At Duquesne, because of his family’s reputation, Posey adopted the name “Charles W. Cumbert” as an alias to play varsity baseball and basketball. He played three seasons of basketball there but only one of baseball. Playing for the popular Homestead Grays presented an unforseen problem for Posey, as he was easily recognized by baseball fans in the area. It is not known whether the administration removed Posey from the baseball team or he left on his own.
According to James Riley, author of the Negro Baseball Leagues encyclopedia, Posey also served as captain of the golf team at Duquesne. If that is the case, Posey was not only one of the first black college golfers on a predominantly white team, he was also the first black captain of the sport.
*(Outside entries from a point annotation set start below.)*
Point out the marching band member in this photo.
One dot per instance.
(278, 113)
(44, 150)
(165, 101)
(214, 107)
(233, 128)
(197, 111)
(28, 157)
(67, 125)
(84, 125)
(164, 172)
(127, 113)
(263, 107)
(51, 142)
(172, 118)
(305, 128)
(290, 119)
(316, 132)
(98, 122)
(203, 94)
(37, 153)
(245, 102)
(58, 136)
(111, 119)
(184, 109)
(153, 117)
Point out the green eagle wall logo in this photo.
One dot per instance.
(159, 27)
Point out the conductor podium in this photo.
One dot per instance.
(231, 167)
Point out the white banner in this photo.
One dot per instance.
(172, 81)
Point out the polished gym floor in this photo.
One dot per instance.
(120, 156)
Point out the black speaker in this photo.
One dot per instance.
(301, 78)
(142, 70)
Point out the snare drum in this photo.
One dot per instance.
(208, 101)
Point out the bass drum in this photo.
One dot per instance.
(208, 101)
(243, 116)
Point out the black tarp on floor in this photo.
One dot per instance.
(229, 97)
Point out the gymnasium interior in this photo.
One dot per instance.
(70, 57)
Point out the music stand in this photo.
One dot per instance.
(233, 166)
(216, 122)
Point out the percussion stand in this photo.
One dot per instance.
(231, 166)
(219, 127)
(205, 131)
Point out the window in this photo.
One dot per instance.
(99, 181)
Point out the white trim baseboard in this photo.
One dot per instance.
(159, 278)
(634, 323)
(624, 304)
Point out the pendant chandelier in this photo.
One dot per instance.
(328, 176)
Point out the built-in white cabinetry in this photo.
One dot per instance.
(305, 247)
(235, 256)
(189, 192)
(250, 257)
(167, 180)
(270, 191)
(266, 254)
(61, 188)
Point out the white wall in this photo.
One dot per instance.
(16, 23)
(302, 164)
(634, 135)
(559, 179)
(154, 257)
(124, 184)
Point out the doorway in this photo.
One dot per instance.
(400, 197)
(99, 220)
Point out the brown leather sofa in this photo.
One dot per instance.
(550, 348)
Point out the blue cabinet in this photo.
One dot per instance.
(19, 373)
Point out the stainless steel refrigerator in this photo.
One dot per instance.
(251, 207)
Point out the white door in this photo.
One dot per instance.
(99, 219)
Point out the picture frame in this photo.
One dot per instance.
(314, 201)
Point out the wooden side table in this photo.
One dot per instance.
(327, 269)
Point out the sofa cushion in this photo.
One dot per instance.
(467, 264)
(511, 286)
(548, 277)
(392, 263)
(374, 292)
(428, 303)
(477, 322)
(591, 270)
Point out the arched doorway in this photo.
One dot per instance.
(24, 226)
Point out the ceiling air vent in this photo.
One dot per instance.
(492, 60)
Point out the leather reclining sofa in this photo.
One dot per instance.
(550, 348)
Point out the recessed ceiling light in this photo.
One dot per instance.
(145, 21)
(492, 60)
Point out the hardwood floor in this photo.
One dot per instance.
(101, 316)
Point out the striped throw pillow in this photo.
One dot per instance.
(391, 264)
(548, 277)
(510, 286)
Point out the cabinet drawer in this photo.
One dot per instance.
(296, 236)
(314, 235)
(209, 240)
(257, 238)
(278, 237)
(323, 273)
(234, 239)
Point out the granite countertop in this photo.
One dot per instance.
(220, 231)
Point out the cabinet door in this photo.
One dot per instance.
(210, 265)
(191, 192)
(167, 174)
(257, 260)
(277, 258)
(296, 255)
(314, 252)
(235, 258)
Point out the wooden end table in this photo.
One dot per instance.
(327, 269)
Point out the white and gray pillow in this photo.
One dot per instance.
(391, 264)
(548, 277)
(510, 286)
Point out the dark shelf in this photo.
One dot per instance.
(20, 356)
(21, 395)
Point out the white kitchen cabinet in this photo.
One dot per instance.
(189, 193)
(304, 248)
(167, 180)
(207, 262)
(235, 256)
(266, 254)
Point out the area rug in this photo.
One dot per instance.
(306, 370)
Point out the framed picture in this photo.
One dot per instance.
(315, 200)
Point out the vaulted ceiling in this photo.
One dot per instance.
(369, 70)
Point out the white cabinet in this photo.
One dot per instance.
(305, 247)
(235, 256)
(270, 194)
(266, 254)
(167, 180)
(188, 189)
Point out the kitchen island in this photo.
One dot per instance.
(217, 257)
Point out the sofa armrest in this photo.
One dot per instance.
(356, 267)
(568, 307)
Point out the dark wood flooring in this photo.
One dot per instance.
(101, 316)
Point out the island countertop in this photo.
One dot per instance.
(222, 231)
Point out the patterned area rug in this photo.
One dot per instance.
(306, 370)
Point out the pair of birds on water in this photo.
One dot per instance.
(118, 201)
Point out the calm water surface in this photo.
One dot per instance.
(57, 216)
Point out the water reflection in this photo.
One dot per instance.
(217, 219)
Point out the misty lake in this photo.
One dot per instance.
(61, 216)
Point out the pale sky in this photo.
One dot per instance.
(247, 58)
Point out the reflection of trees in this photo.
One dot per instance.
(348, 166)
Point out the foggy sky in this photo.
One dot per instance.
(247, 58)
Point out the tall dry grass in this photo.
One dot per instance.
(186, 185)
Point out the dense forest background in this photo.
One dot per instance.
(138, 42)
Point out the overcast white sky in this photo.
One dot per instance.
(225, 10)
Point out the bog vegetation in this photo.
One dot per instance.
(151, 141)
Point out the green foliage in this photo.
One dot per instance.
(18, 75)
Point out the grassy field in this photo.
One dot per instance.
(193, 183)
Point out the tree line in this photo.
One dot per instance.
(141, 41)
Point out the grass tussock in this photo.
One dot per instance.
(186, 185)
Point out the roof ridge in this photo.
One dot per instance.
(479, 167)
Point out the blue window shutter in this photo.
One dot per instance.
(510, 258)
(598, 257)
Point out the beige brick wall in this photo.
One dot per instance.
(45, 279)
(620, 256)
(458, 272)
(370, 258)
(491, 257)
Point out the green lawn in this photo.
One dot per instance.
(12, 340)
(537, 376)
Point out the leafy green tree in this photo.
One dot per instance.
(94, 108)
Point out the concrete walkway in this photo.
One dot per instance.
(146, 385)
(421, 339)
While he had skills in multiple sports, Posey’s true love was always baseball. Eventually he realized he best served the Homestead Grays with his business prowess, so he retired from playing the game. Posey became field manager in 1916 and remained in the position for more than 30 years. In 1920, Posey became the owner of the Homestead Grays.
Posey decided in 1934 that the Grays would become professional by joining the Negro National League. It was a good move for Homestead because Posey’s team won nine-straight Negro National League pennants, from 1937-1945.
A great controversy arose in the early 1940s over intergration in professional baseball when Jackie Robinson signed with the Montreal Royals, a white team. Everyone, Posey included, was concerned at the beginning that if Robinson was successful, the days of the Negro National League were over.
For business reasons, a select few opportunists hoped Robinson would fail to prevent integration. Posey realized the significance of Robinson, who, obviously, did not fail, and the potential of the future of professional baseball.
“Negro baseball owners have had a very hard time building up Negro baseball into a paying business…if some clubs of the white leagues wish our players we will sell them.. in the meantime, we would advise all Negro players to do all in our power to improve their player, so if the chance ever does come to join a major league club, they will be ready,” Posey said.
Posey never saw his 37th season with the Grays through. But he did get to witness Robinson’s history-making debut on March 17, 1946 in Daytona Beach. Just nine days later, on March 28, Posey died in Pittsburgh at age 55.
His managment contributions ensured he would never be forgotten from the sport. Fans travel to Cooperstown each summer to honor baseball legends of the past; Posey is one of those influential men. He was inducted into the National Baseball Hall of Fame in 2006.
“Some may say he crushed the weak as well as the strong on the way to the top of the ladder,” Pittsburgh Courier sportswriter Wendell Smith once wrote of Posey. “But no matter what his critics say, they cannot deny that he was the smartest man in Negro baseball and certainly the most successful.”